Pada saat bersamaan, persentase responden yang kurang puas/tidak puas terhadap kinerja Presiden mengalami sedikit kenaikan. Jumlahnya sebesar 20,3 persen pada survei 12-13 Februari 2024, dan naik menjadi 20,7 persen pda survei 18-21 Februari 2024.
Baca juga: Indikator: Mesin Darat PSI Lemah, Tak Mampu Jual Jokowi Effect untuk Tembus Senayan
Secara rinci, survei terbaru Indikator memperlihatkan bahwa 27,0 persen responden sangat puas dengan kinerja Jokowi, dan 49,6 persen merasa cukup puas.
Lalu, 11,4 persen responden mengaku kurang puas dengan kinerja Kepala Negara, dan 9,3 persen tidak puas sama sekali. Sementara, 2,7 persen responden tidak tahu/tidak jawab.

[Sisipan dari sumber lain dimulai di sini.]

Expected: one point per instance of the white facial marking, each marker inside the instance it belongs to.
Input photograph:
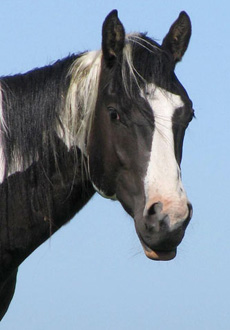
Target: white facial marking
(163, 182)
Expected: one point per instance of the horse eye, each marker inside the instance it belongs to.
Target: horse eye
(114, 115)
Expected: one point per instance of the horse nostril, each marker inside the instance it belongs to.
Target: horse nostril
(155, 208)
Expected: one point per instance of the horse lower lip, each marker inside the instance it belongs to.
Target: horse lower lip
(160, 255)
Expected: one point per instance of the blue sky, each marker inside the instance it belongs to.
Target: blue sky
(93, 273)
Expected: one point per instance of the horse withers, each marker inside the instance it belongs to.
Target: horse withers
(110, 121)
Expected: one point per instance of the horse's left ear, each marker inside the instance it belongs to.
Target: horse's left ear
(177, 39)
(113, 38)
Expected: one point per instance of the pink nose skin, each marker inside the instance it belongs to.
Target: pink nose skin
(162, 228)
(171, 212)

“Meskipun ada banyak hal yang menjadi perhatian publik, masyarakat secara umum masih percaya terhadap Presiden Jokowi,” ujar Burhanuddin.
Menurut survei, ada sejumlah faktor yang menjadi alasan responden merasa puas dengan kinerja Jokowi. Alasan terbesar, karena Jokowi memberi bantuan kepada rakyat kecil.
Alasan lainnya, Jokowi membangun infrastruktur. Mantan Gubernur DKI Jakarta itu juga dinilai menunjukkan kinerja baik dan merakyat.
Sementara, responden yang merasa kurang puas dengan Jokowi beralasan bahwa bantuan untuk rakyat tidak merata. Presiden juga dinilai gagal memberantas korupsi.
Selain itu, di era Jokowi, harga kebutuhan pokok dinilai meningkat, utang negara semakin tinggi, kinerjanya buruk, dan kurang berpihak kepada rakyat kecil. Ada pula yang menilai Jokowi membangun politik dinasti.
Survei yang sama juga memperlihatkan, mayoritas publik menilai bahwa kondisi ekonomi nasional saat ini buruk. Terjadi peningkatan persepsi negatif publik terhadap kondisi ekonomi nasional setelah hari pemungutan suara Pemilu 2024.
Dalam survei sebelum pemilu, yakni 12-13 Februari 2024, responden yang menilai kondisi ekonomi nasional buruk sebesar 30,4 persen. Sedangkan yang menilai kondisi ekonomi baik sebanyak 33,8 persen, kondisi sedang 35,4 persen.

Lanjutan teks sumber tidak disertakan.